Женщина смотрела на него с нежностью, немного лукаво и очень внимательно. Она стояла у входа в переулок и смеялась.
– Sancta Maria, ora pro nobis! – вдруг вскричала она, и голос ее выражал безмерный ужас, который испытываешь, когда за тобой гонится дикий зверь, по лицу бьют крылья ночных птиц, уши раздирает грохот копыт, а конница несется по небесам, истекающим кровью…
Ей стало страшно. Без сомнения, в Лондоне, с его подземными бомбоубежищами, чувствуешь себя значительно спокойнее, чем под открытым небом.
– Почему же тогда детей отправляют за город? – спросил ее Габриэль, который, несмотря на холод и ветер, на большой скорости вел свой желтый, с низким капотом MG.
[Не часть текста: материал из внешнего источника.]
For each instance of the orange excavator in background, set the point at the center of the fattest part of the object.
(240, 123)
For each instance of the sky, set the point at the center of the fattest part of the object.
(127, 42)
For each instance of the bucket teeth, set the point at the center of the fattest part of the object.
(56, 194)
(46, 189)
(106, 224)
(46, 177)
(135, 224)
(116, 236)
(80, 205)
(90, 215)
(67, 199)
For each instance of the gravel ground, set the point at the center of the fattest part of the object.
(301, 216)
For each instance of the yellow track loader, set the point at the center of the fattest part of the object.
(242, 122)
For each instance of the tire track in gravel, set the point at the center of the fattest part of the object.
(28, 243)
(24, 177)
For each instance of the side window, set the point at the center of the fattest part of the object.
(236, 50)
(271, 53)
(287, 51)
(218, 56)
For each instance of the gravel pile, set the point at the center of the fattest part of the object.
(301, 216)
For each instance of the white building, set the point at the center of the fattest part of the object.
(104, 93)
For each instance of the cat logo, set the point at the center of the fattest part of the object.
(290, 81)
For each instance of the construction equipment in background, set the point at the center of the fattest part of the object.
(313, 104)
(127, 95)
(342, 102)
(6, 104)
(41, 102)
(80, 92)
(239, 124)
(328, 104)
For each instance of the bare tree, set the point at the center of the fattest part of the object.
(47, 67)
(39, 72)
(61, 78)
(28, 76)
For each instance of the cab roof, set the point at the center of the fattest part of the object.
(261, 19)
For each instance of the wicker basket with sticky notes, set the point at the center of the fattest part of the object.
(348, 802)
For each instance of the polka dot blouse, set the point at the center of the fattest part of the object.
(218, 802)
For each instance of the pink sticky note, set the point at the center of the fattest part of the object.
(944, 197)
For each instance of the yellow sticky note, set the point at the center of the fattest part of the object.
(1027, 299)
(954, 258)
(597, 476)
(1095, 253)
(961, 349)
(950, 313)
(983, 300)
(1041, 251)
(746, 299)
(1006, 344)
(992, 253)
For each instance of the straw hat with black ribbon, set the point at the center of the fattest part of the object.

Женщина не жаловалась. Она повязала на голову шелковый шарф, чтобы ее рыжие волосы, разметавшись, не стегали лицо, как черные птицы из оперы Берлиоза. Маэстро мог говорить, что хочет, но, покинув столицу и двигаясь к морю, разве не приближались они к Франции, к оккупированной Гитлером Европе?
– Вспомни «Похищенное письмо» Эдгара По. Лучший способ спрятаться – это быть на виду. Если о нас станут беспокоиться и начнут искать, им никогда не найти нас в том месте, которое первым приходит на ум.
Она не поверила дирижеру оркестра, который управлял двухместным кабриолетом так же энергично, беспечно и сосредоточенно, как он руководил музыкальным ансамблем; так, словно хотел заявить всему свету, что он тоже человек вполне практичный, а не просто какой-то «long-haired musician», как тогда их называли в англо-американском мире: синоним рассеянности, граничащей с идиотизмом.
Женщина забыла о скорости, о шоссе, о страхе и пыталась понять, где они едут; ее охватило чувство полноты бытия, и она готова была признать правоту слов Габриэля Атлан-Феррара – «Когда город умирает, природа продолжает жить». Всей душой она наслаждалась видом садов вдоль дороги и лесов, запахом прошлогодних листьев, облачками тумана на вечнозеленых деревьях… Ее вдруг посетила мысль, что поток жизни, словно полноводная река без конца и края, вечно и неодолимо продолжает свое движение, не обращая никакого внимания на преступные безумства по отношению к природе, на которые способен только человек…
– Ты слышишь сов?
– Нет, мотор слишком шумит.
Габриэль засмеялся:
– Хорошего музыканта отличает умение слышать одновременно разные звуки и обращать внимание на каждый из них.
Пусть она хорошенько послушает голоса сов, ведь они не только ночные стражи полей, но и усердные труженики.